Chris Larsen on Crypto, Ripple, and ICOs
At LendIt Fintech, Ripple co-founder and Chairman Chris Larsen got real in his on-stage conversation with Jo Ann Barefoot. This is what you missed:
I think this is a fundamental shift in fintech and what we believe the big thing happening here is the development of a second internet. We call it the internet of value so that value, money, assets will begin moving as quickly and efficiently as data has been moving for the last 25 years
Using SWIFT is like sending a letter. You know, when drop it in the mailbox, you have no idea where it is, if it got there or not. So, getting away from that I think is profound. And what we would say is that, you know, a lot of the backlash from globalization today, it’s not because globalization is bad. It’s essential. It’s that it’s incomplete because globalization needs kind of 3 key systems to be working together and it needs interoperability and data.
I think all new technologies start with a, you know, screw the government, disruption, tear everything down. So, I think that’s natural and then, you know, the internet started that way too and then it has to sort of grow up. And particularly, it’s solving real world problems. Real world problems are always more complicated than that. And then when you switch to finance, this is different. Right? You know, the internet was mostly technology. Mostly. It’s just now kind of crashing into regulatory issues.
I think on some of the other things like ICOs, we’re pretty anti-ICO. I think it’s a bad thing to get involved with from the founder’s perspective because, you know, if you’re a founder and you can raise money many ways today, do you really want to do something where you’re going to have the SEC, you know, kind of threat hanging over your head for 10 years with strict liability? You just don’t want that. You know, that’s a problem.

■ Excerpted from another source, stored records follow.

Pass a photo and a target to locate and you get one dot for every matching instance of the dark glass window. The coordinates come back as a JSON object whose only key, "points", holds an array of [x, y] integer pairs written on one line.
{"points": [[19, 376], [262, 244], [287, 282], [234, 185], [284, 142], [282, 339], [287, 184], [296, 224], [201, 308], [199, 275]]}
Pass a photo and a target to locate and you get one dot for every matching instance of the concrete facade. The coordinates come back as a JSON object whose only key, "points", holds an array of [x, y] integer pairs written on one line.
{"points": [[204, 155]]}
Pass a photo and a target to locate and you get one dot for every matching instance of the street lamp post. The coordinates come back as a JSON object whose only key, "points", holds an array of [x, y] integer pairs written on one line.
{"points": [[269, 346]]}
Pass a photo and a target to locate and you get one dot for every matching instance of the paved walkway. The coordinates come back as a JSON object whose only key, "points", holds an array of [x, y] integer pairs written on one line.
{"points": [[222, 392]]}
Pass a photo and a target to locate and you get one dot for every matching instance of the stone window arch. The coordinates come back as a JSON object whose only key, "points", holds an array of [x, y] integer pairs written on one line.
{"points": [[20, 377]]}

Last modified: April 24, 2018
[..]From building currencies, digital assets, ICOs typically say, “Okay. There’s a currency for this use case and none other.” That’s kind of the opposite of the way it should go. Currencies need to be as liquid as possible. And so, they’re going to have as many use cases as possible. For XRP for example, the kind of early beachhead has been cross border payments, but we see that as just the beginning of something that really has a multitude of use cases. To get as liquid as possible, that’s what drives utility and value at the end of the day. So, I think in all fronts ICOs are problematic and that’s why you’re seeing the regulators crack down on them, not everywhere, but I think they’ll be transformed. They’ll probably look like, you know, IPOs at the end of the day.